Roma, 29 novembre – Altro che No Tav e No Tap, il vero problema dell’Italia si chiama No Son, nessu figlio.  Anche nel 2017 le rilevazioni dell’Istat registrano infatti la tendenza alla diminuzione della fecondità in atto nel Paese dal 2010. Il numero medio di figli per donna scende a 1,32 (1,46 nel 2010). Le donne italiane hanno in media 1,24 figli (1,34 nel 2010), le cittadine straniere residenti 1,98 (2,43 nel 2010).

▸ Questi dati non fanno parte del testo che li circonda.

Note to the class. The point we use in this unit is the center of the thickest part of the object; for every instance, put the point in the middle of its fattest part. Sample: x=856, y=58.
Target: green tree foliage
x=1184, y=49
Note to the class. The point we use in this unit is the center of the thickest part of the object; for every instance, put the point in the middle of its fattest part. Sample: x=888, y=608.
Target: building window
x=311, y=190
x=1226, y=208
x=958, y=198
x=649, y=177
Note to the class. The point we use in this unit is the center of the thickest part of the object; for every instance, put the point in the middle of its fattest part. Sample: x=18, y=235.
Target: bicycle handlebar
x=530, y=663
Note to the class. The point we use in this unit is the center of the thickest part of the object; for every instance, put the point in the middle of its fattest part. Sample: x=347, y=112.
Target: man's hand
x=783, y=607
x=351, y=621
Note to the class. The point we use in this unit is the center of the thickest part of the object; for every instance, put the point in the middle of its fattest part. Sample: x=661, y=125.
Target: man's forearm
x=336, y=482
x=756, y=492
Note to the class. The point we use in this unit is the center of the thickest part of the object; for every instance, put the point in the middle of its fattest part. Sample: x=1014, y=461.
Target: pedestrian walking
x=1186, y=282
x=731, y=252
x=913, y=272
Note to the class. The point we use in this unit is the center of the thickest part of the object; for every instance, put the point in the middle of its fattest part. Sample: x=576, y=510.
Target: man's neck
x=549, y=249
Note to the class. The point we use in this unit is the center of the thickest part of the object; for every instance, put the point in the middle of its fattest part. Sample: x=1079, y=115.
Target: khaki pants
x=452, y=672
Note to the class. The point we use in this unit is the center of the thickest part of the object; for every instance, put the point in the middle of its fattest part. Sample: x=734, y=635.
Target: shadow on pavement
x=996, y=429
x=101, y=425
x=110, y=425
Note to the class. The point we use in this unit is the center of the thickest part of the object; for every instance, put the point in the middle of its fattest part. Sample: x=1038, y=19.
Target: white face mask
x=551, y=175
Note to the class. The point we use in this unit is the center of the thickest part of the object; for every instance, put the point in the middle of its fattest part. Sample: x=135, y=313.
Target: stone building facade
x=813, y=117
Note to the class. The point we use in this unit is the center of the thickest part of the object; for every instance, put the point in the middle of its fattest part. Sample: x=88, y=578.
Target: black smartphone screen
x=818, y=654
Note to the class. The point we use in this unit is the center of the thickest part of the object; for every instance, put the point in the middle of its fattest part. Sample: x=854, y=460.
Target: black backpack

I dati sono stati resi noti ieri dall’Istituto centrale di statistica, che ha diffuso il report “Natalità e fecondità della popolazione residente” per l’anno 2017.
“La riduzione del numero medio di primi figli per donna tra il 2010 e il 2017″ scrive l’Istat in una nota ” è responsabile per il 68% del calo complessivo della fecondità delle donne italiane e per l’81% di quello delle donne straniere”.
Stando ai dati diffusi, il calo della natalità si riflette infatti soprattutto sui primi figli (214.267 nel 2017), diminuiti del 25% rispetto al 2008. Nello stesso arco temporale i figli di ordine successivo al primo si sono ridotti del 17%.
Continua ad alzarsi, invece, l’età media delle donne che partoriscono: rispetto al 1995 è aumentata di oltre due anni, arrivando a 31,9 anni; in misura ancora più marcata è cresciuta anche l’età media alla nascita del primo figlio che si attesta a 31,1 anni nel 2017 (tre anni in più rispetto al 1995).
La flessione delle nascite interessa anche le coppie con almeno un genitore straniero: dal 2012 al 2017 sono diminuite di 8mila. I nati con almeno un genitore straniero, con mille unità in meno solo nell’ultimo anno, scendono sotto i 100mila (99.211, il 21,7% sul totale dei nati) per la prima volta dal 2008. Tra questi sono in calo soprattutto i nati da genitori entrambi stranieri: per la prima volta sotto i 70 mila nel 2016, calano ulteriormente nel 2017 (67.933). Al primo posto per numero di nati stranieri si confermano i bambini rumeni (14.693 nel 2017), seguiti da marocchini (9.261), albanesi (7.273) e cinesi (3.869). Queste quattro comunità rappresentano il 51,8% del totale dei nati stranieri.
Considerando le generazioni, il numero medio di figli per donna è in continua decrescita: 2,5 figli per le nate nei primissimi anni Venti, 2 figli per le generazioni dell’immediato secondo dopoguerra, 1,44 figli per le donne della generazione del 1977.

“Contemporaneamente” nota l’Istat “si osserva uno spiccato aumento della quota di donne senza figli”, passate dall’11,1% nella generazione del 1950 al 13% in quella del 1960; la stima per quella del 1977 è del 22%.